The lost art of authors’ photos

Where have all the photos gone? Those full bleed black-and-white portraits on the backs of novels showcasing the authors; those images that make you wonder about their gift for writing and maybe the lives they have led.

I received a copy of Cherry by Nico Walker in the mail this week. It’s one of the hot novels of the summer getting a big response, not just for the story but the author who’s in jail. One of the first things I did when the book arrived was look for the author’s photo, inside the dust jacket. That’s where it usually appears now, with few exceptions, and it’s typically a head shot. The back of the book is needed for promotional praise.

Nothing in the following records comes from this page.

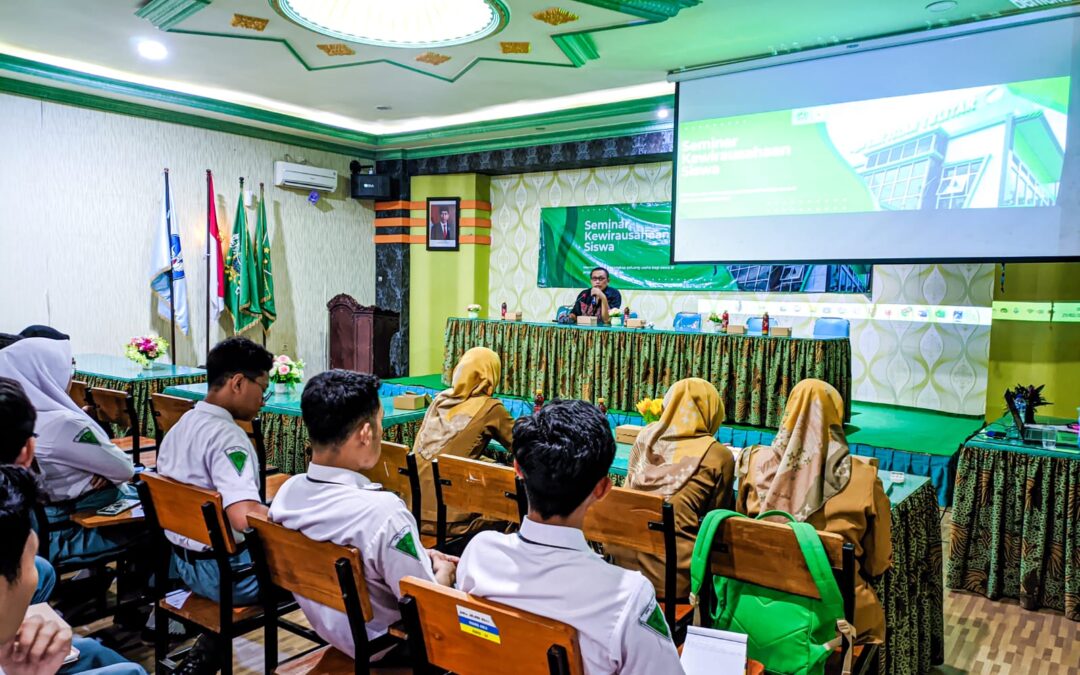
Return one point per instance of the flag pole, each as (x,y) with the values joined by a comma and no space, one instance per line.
(172,291)
(210,204)
(261,323)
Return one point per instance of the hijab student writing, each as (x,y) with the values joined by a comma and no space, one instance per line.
(678,458)
(809,473)
(460,421)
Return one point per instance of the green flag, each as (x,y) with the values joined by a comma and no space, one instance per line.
(241,296)
(264,271)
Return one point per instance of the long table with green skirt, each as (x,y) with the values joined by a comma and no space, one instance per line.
(1016,521)
(910,592)
(754,374)
(122,374)
(286,437)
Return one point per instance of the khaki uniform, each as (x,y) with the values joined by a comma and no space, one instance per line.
(862,514)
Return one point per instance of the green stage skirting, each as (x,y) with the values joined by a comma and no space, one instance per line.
(754,374)
(1016,522)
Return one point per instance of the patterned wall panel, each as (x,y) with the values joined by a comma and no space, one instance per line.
(935,366)
(81,192)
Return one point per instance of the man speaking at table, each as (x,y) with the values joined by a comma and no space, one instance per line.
(598,300)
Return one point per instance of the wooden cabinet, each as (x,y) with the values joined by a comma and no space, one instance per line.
(360,336)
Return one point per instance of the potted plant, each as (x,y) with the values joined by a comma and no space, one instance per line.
(285,374)
(146,350)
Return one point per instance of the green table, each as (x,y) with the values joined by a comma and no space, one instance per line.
(754,374)
(120,373)
(285,435)
(1016,522)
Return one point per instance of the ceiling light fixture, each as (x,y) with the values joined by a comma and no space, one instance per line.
(151,50)
(410,24)
(942,5)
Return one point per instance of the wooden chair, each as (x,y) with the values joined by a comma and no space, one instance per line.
(320,571)
(118,407)
(645,523)
(444,634)
(198,514)
(397,472)
(166,412)
(768,554)
(491,490)
(254,431)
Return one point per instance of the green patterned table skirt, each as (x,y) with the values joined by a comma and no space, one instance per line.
(753,374)
(140,390)
(286,440)
(912,592)
(1016,527)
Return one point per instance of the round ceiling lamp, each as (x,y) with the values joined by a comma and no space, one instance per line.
(408,24)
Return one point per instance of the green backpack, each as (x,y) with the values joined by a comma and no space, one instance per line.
(788,634)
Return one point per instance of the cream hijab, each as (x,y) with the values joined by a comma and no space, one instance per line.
(808,462)
(474,381)
(669,450)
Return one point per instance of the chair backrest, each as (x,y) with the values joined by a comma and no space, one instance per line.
(180,508)
(397,472)
(471,486)
(115,407)
(829,326)
(687,321)
(468,635)
(312,569)
(167,410)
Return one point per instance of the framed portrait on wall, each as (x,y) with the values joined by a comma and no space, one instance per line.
(443,230)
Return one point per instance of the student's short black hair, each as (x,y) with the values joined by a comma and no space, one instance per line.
(18,493)
(17,417)
(563,451)
(235,354)
(337,402)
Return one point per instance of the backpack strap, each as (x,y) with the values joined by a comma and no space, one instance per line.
(703,545)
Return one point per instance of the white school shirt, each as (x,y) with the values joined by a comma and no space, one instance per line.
(207,449)
(551,571)
(71,449)
(346,508)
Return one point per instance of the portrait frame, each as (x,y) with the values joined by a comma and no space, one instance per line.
(433,214)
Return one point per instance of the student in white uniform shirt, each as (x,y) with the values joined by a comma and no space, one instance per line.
(334,502)
(207,449)
(78,464)
(564,454)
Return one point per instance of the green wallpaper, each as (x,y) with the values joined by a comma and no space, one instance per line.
(935,366)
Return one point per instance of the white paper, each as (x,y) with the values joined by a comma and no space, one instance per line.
(709,651)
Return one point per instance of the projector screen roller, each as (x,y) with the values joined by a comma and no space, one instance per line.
(956,149)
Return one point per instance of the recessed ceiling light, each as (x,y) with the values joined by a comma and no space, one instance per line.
(942,5)
(152,50)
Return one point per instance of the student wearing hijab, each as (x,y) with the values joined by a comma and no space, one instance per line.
(460,421)
(678,458)
(809,473)
(78,464)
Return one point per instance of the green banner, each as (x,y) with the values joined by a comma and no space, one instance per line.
(633,242)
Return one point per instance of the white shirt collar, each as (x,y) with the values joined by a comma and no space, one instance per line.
(553,536)
(340,476)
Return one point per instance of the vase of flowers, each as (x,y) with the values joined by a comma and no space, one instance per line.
(146,350)
(285,374)
(650,409)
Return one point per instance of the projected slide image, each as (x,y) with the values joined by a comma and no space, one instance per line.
(983,147)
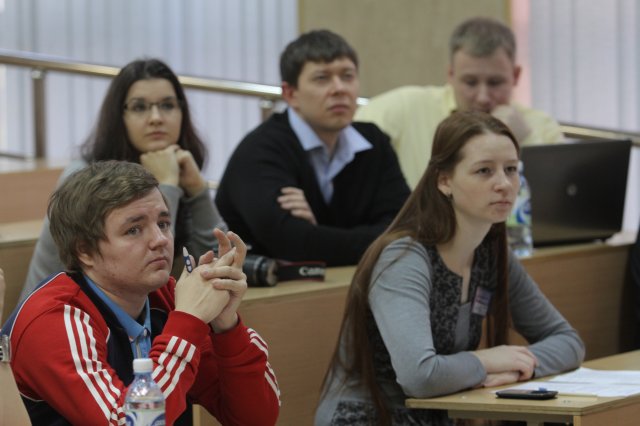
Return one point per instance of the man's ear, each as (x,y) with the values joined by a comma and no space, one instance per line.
(444,184)
(84,254)
(450,73)
(289,94)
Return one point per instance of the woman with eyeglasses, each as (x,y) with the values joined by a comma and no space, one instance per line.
(145,119)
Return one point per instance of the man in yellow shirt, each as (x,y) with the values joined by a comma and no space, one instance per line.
(482,74)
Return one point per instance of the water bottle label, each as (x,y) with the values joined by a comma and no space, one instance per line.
(145,418)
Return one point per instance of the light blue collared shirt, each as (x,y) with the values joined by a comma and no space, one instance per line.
(326,167)
(139,335)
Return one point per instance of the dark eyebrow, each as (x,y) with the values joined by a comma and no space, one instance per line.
(135,219)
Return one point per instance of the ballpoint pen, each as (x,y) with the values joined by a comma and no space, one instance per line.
(187,260)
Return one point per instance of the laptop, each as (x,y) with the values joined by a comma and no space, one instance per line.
(577,189)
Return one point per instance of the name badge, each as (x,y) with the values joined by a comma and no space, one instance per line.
(481,301)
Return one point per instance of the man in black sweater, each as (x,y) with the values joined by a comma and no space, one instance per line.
(308,184)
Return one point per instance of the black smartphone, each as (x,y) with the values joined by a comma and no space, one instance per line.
(527,393)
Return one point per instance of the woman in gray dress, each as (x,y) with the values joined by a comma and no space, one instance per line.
(415,310)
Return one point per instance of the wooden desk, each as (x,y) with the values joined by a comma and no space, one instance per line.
(581,411)
(17,242)
(300,320)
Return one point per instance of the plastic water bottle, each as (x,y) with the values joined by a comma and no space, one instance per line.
(519,222)
(144,403)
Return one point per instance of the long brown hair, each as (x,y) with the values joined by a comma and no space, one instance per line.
(427,217)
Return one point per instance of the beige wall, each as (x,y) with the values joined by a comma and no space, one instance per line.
(398,41)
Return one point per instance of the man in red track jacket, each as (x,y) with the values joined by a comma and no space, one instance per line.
(75,337)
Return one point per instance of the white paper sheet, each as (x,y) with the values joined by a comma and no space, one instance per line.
(588,382)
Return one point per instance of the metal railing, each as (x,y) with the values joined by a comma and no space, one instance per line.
(40,65)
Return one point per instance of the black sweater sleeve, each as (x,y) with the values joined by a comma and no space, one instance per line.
(367,195)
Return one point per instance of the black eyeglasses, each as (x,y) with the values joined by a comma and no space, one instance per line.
(141,108)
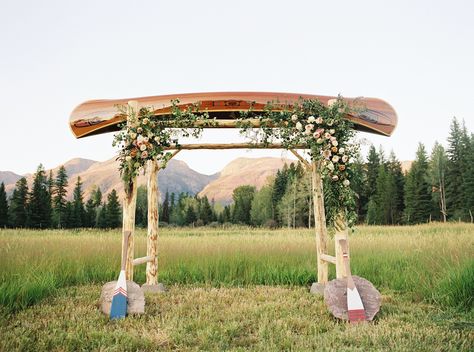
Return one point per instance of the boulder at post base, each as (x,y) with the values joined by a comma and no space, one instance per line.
(136,298)
(335,297)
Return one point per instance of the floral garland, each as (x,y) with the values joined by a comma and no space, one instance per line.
(309,124)
(323,130)
(145,137)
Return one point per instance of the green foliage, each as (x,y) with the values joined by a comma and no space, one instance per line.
(113,212)
(144,136)
(19,204)
(3,207)
(261,207)
(39,205)
(243,197)
(59,196)
(417,190)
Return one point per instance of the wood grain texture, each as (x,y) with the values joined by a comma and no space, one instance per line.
(102,116)
(335,297)
(319,222)
(152,238)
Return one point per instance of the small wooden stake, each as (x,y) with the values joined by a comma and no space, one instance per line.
(152,239)
(319,222)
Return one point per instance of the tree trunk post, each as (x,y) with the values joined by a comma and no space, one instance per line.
(152,239)
(340,225)
(129,207)
(319,222)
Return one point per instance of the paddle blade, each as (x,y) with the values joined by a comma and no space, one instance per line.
(355,308)
(118,309)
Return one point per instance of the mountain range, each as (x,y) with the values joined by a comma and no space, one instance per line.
(177,177)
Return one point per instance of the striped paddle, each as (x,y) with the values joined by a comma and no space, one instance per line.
(355,308)
(118,309)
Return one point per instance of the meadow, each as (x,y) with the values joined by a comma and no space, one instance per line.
(237,288)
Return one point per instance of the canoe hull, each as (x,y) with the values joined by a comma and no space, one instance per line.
(102,116)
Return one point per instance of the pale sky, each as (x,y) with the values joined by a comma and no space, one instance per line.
(417,55)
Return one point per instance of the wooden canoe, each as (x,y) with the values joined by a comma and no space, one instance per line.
(102,116)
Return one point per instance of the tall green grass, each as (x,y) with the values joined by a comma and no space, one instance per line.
(427,262)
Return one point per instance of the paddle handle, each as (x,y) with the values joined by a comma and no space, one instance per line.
(345,257)
(126,235)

But look at when it wasn’t that way, when an author’s photo weighed in on the importance of his or her work and consumed the back of the book. Below are some of those I’ve captured from my library.

Truman Capote

Here’s Truman Capote from his second book, A Tree of Night and Other Stories, published in 1949. He’s looking seductively confident that he’s on his way to becoming a household name. This is before he published In Cold Blood (1966), for which he’s most famously known.

William Faulkner

Here’s another literary titan from the mid-20th century, the genius William Faulkner on the back of his novel The Mansion, published in 1959, the third book in his famous Snopes trilogy following The Hamlet and The Town. He, too, looks confident in his abilities, pipe in hand, having won the Nobel Prize in Literature in 1949.

Katherine Anne Porter

But what about all the hard work of writing? Instead of showcasing their confidence, some publishers put their authors at their desks for the photo, like Katherine Anne Porter in pearls. This is from her one and only novel Ship of Fools (1962). It took her forever to write it. Doesn’t she look relieved?

Grace Metalious

Grace Metalious, author of  the best-selling Peyton Place, shows herself hard at work on the back of the paperback edition of the 1959 sequel Return to Peyton Place. She’s comfortably concentrating on the typewriter but also looking a bit worried, as if she doesn’t know where to begin.

John Fowles

John Fowles turns aside from his typewriter on the back of his 1963 debut The Collector. That firm gaze with folded hands and carefully combed hair solemnly channels the creepiness of the novel’s socially repressed kidnapper, Frederick Clegg, as if he’s saying, “You must read this chilling story that will become a classic.”

Ian Fleming

But let’s lighten things up here with Ian Fleming, who on the back of his James Bond paperbacks holds a cigarette and a gun.

Mary McCarthy

And Mary McCarthy in Memories of a Catholic Girlhood (1957) who shares the family on the back of her autobiography, a Who’s Who of relatives we can ponder as we turn the pages of her story. Mary is the little girl in the middle.

Carson McCullers

And finally, one of my favorites, here’s Carson McCullers on the back of Clock Without Hands, published in 1961. She looks luxuriously exhausted, too tired to even hold up her cigarette. Such a burden she carried from being an overnight success with her first book, The Heart Is a Lonely Hunter (1940). Doesn’t it make you wonder what she has written in these pages, and make you want to read the book?